If you are outside the United States, your data is transferred to and processed in the U.S. We rely on standard contractual clauses for EU/UK transfers.

7 · Retention

  • Transactions: kept as long as you have an account, capped at 24 months of history (Plus users see 12 months in the app).
  • Budgets:retained indefinitely while your account exists — they’re your history.
  • Stripe records: retained for as long as required by law (typically 7 years for tax purposes).
  • Telemetry & error reports: 90 days.
  • Deleted accounts:data is hard-deleted within 30 days of deletion request, except for records we’re legally required to keep.

8 · Your rights

You have the right to:

  • Access: see what we have. Settings → Export data.
  • Correct: fix anything inaccurate. Edit it in the app, or email us.
  • Delete: remove your account and the data tied to it. Settings → Delete account, or email us.
  • Port: take it elsewhere. The export is structured JSON.
  • Opt out of analytics: Settings → Privacy → Analytics.

California residents (CCPA / CPRA)

You may request to know what we collect, request deletion, and request that we do not “sell” or “share” your data — although we do not sell or share for cross-context advertising in the first place. To exercise these rights, email privacy@holdfastbudget.com from the address tied to your account.

EU / UK residents (GDPR / UK GDPR)

Our legal basis for processing your account data is contractual necessity (we need the data to provide the service you signed up for). For analytics, the legal basis is legitimate interest. You may withdraw consent for analytics at any time without affecting the lawfulness of prior processing. You also have the right to lodge a complaint with your supervisory authority.

9 · Cookies & tracking

Holdfast uses cookies and localStorage for these purposes:

  • Authentication. Keep you signed in across sessions.
  • UI state. Remember which side panel you collapsed.
  • Product analytics. PostHog assigns an anonymous identifier on first visit; you can opt out from Settings.

We do not use third-party advertising cookies. We do not run remarketing pixels (Meta, Google Ads, TikTok). We do not participate in cross-site tracking networks.

10 · Children

Holdfast is not directed at children under 13, and we do not knowingly collect personal information from anyone under 13. If you believe a minor has created an account, email privacy@holdfastbudget.com and we will remove it.

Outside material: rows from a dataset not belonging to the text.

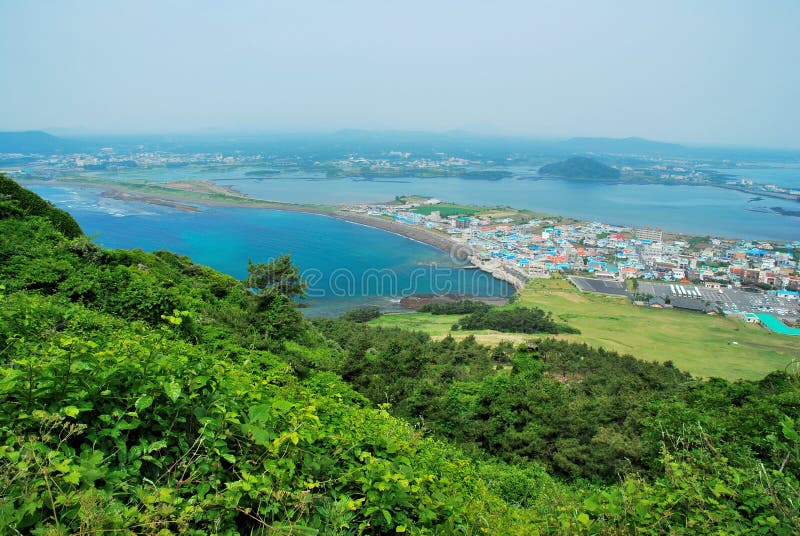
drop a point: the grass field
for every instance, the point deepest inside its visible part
(701, 344)
(446, 209)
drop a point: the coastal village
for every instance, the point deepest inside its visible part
(756, 280)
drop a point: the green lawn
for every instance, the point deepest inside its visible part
(701, 344)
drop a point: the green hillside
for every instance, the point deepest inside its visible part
(141, 393)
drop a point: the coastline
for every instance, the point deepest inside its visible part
(456, 250)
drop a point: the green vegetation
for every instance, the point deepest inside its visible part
(446, 209)
(700, 344)
(362, 314)
(142, 393)
(580, 167)
(640, 447)
(514, 320)
(16, 201)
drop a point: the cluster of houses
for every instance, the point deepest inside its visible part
(538, 247)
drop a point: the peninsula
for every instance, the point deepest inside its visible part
(580, 167)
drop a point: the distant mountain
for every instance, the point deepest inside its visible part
(627, 146)
(580, 168)
(31, 141)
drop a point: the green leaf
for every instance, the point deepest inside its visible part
(172, 390)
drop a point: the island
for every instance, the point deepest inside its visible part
(580, 167)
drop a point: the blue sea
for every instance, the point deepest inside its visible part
(346, 265)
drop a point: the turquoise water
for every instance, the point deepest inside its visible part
(346, 265)
(686, 209)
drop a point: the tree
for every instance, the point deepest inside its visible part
(275, 278)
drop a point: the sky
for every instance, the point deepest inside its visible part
(719, 72)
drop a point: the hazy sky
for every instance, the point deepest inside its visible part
(707, 71)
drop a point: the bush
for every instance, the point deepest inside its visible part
(362, 314)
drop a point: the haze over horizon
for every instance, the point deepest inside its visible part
(715, 73)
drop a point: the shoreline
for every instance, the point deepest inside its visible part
(456, 250)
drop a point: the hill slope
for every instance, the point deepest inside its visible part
(142, 393)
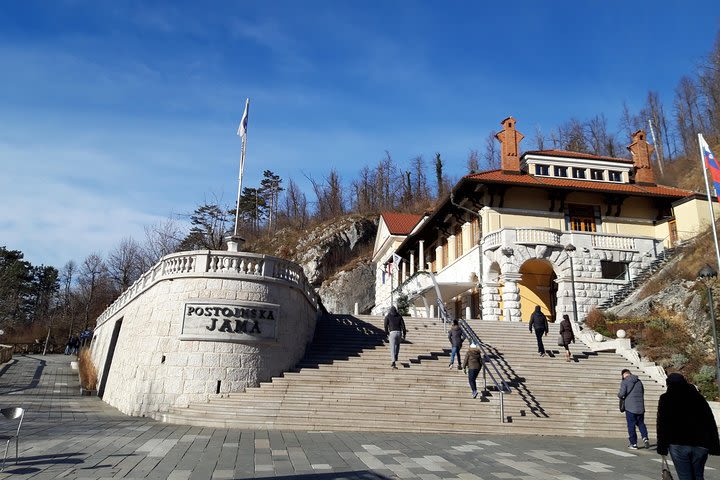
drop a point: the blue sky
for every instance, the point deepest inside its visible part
(115, 115)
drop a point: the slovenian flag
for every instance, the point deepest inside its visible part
(711, 164)
(242, 129)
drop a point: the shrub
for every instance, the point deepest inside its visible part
(678, 361)
(88, 372)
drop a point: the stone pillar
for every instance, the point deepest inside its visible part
(468, 240)
(491, 301)
(452, 248)
(511, 297)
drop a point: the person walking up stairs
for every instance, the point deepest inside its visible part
(395, 330)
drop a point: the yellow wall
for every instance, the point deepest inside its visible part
(693, 216)
(537, 276)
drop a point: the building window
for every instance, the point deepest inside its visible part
(581, 218)
(542, 169)
(614, 270)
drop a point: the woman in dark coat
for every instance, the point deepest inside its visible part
(567, 335)
(686, 428)
(473, 362)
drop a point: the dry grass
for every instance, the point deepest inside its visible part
(88, 372)
(692, 257)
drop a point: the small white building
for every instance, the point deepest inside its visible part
(549, 228)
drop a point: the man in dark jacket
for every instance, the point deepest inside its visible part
(395, 330)
(686, 428)
(455, 336)
(538, 321)
(632, 390)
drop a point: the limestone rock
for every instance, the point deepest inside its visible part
(340, 293)
(330, 246)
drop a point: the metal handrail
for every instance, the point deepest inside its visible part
(500, 385)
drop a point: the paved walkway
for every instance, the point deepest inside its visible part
(69, 436)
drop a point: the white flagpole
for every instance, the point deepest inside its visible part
(242, 130)
(702, 141)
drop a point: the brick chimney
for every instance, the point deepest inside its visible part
(641, 151)
(509, 146)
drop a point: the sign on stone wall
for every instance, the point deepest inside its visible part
(230, 322)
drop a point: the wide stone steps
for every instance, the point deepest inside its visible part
(345, 383)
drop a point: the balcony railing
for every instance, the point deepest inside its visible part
(556, 238)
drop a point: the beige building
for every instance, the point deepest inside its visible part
(559, 229)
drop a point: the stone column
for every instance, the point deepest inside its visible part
(451, 249)
(468, 240)
(421, 256)
(491, 301)
(511, 297)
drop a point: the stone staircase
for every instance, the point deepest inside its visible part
(345, 382)
(660, 261)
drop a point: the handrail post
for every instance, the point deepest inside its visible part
(502, 406)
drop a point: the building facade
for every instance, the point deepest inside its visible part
(557, 229)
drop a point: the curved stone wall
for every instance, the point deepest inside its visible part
(202, 323)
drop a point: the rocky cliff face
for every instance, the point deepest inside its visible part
(335, 257)
(357, 285)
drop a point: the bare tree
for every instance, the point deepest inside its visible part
(473, 161)
(91, 277)
(125, 263)
(161, 238)
(539, 139)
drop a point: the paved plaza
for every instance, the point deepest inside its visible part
(69, 436)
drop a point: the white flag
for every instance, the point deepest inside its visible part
(242, 129)
(396, 261)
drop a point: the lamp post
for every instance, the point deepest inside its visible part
(706, 273)
(569, 248)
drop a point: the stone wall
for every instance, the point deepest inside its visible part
(165, 356)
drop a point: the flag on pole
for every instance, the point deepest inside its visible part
(242, 129)
(396, 261)
(711, 164)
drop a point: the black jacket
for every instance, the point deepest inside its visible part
(566, 332)
(538, 321)
(455, 336)
(394, 322)
(685, 418)
(473, 359)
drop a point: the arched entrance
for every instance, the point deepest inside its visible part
(537, 287)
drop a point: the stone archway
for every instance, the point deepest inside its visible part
(537, 287)
(503, 278)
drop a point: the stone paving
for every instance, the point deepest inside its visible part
(66, 435)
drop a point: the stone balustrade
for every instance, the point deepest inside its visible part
(217, 263)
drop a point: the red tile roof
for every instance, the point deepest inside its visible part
(400, 223)
(566, 153)
(498, 176)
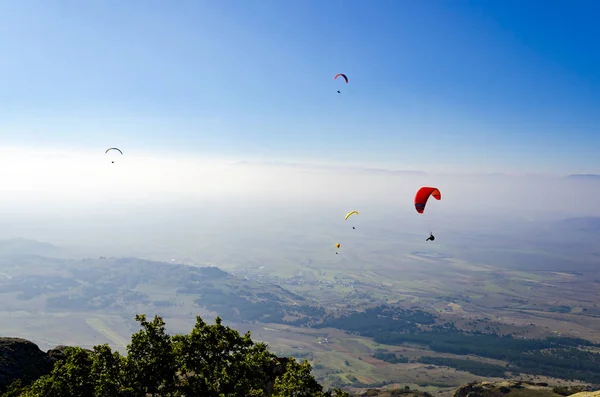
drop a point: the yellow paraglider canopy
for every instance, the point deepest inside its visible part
(350, 213)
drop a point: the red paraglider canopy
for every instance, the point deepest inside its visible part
(423, 195)
(343, 75)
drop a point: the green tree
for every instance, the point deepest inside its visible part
(150, 365)
(212, 361)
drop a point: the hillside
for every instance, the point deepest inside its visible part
(212, 360)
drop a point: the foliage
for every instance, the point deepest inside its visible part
(212, 361)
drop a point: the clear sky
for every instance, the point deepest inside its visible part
(466, 85)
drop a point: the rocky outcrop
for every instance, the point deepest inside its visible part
(22, 359)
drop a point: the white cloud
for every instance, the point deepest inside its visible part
(73, 193)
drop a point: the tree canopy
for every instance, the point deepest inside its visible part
(212, 361)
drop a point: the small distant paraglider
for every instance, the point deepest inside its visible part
(113, 148)
(343, 75)
(348, 216)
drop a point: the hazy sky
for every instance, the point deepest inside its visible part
(462, 85)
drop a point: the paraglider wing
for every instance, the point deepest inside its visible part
(350, 213)
(113, 148)
(423, 195)
(343, 75)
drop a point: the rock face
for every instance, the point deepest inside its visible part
(21, 359)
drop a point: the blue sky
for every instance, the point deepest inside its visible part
(470, 85)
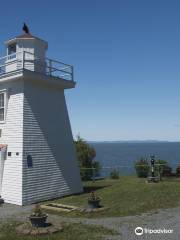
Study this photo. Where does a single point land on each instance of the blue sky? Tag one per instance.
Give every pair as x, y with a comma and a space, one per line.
126, 56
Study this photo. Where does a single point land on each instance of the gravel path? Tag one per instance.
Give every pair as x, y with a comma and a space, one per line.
168, 219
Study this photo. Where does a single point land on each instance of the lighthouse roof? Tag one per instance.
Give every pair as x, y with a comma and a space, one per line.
25, 36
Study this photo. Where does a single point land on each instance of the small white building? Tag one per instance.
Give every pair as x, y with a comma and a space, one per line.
37, 155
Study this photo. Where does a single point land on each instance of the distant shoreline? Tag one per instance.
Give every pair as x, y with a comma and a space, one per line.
135, 141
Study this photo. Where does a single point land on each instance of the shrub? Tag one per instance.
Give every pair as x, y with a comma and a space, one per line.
142, 168
85, 155
160, 167
167, 171
114, 174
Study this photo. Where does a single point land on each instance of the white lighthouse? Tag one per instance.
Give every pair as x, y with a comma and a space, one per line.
37, 155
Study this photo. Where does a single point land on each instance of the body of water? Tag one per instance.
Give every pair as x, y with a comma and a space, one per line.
123, 155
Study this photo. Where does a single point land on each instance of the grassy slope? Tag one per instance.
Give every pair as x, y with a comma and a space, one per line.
70, 232
128, 196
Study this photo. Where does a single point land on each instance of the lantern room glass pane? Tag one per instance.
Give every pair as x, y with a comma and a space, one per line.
11, 49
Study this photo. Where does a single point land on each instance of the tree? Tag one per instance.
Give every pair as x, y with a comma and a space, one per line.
85, 155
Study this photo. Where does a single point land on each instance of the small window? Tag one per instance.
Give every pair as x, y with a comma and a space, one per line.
2, 106
11, 49
29, 161
9, 154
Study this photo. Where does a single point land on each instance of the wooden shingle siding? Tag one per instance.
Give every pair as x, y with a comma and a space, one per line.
48, 139
12, 134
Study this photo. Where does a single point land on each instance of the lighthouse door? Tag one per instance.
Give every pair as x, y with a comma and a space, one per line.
2, 159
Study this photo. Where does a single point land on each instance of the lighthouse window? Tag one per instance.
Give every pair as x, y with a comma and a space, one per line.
29, 161
2, 97
11, 49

11 · Changes to this policy

When we change this policy, we will update the date at the top and, if the change is material, send you an email and surface a banner inside the app. Continued use after the change indicates acceptance of the updated terms.

12 · Contact

Questions about this policy, or about a specific piece of data we hold about you, go to:

privacy@holdfastbudget.com
Holdfast Budget Planner
[postal address before publication]

For general support: support@holdfastbudget.com.
For crisis, legal, or financial-aid resources, see our always-on Resources page.